Data Flow Research
Purpose
For my Ph.D. work, I developed a type inferencer for Smalltalk and a modified IDE that uses it.
Smalltalk is designed for a general audience, up to and including children, with the idea that a programming language doesn’t have to have a high floor to have a high ceiling. As such, the only time you write a type in Smalltalk is when you want to create an instance of a new object.
I used data-flow analysis to infer types even where they aren’t written. Based on the constraints of the problem, the resulting “DDP” algorithm has two special properties that combine well together:
- It is demand-driven: it posts goals to itself and then tries to answer those goals. A developer who is working in Smalltalk will be changing the program all the time, so it's not reasonable to infer types for the entire 300k+ lines of code that a program can easily contain. Instead, queries are issued for whichever part of the code the developer is currently inspecting.

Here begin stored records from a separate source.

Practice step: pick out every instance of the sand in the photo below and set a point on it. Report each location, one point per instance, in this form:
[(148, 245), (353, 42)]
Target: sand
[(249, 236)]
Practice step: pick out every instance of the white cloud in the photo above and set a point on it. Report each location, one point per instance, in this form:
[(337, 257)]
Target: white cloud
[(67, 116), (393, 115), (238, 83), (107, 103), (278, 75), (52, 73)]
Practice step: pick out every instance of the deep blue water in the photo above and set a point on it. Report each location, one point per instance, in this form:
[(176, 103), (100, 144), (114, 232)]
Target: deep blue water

- It creates speculative subgoals that can be pruned, with more aggressive pruning for subgoals further from the root. Smalltalk is a powerful language, including both virtual method call and first-class function literals (lambdas). The solution in DDP is to phrase all goals in a way that thay have a trivial answer that is cheap to compute but still sound. This approach allows using aggressive context-sensitivity near the root of the goal graph, while keeping the overall goal graph with just a few thousand total goals in it.
To my knowledge, DDP is the first type inference algorithm that is effective in the environment it was designed for: full-sized programs (100+ kloc), live edited, with interactive response times, for a general-purpose language with dynamic dispatch.
Documents
The most comprehensive documents about DDP and Chuck are the following two:
- "Demand-Driven Type Inference with Subgoal Pruning", an online report. A revised version of my dissertation in a readable style for online PDFs.
- "Demand-Driven Type Inference with Subgoal Pruning", my dissertation. My submitted and approved dissertation at Georgia Tech, using the official dissertation style. The raw experimental data that supports the dissertation is in chuck-results-f2004.tar.bz2.
In addition, the following peer-reviewed conference papers have been published about DDP and Chuck:
- ECOO 2004: "Demand-Driven Type Inference with Subgoal Pruning: Trading Precision for Scalability". This paper describes the DDP algorithm in general. The experimental results described in the paper are in "Classification of Types Inferred in DDP Experiment" The raw experimental data is in chuck-results-ecoop04.tar.bz2.
- WCRE 2005: "Semantic Navigation of Large Code Bases in Higher-Order, Dynamically Typed Languages" This paper describes the Chuck user interface. This describes DDP being used for its originally intended goal.
- DLS 2005: "Dynamic Data Polyvariance Using Source-Tagged Classes".. This paper describes the "class tags" extension to DDP, called DDP/CT. DDP/CT can effectively analyze data-polymorphic code such as collection types.
To cite these papers, you can use the details in lexspoon.bib.
Code
ChuckDemo.zip is a pre-loaded Squeak image that lets you download Chuck and play with it immediately. To use it, you will also need to download a Squeak VM for your platform.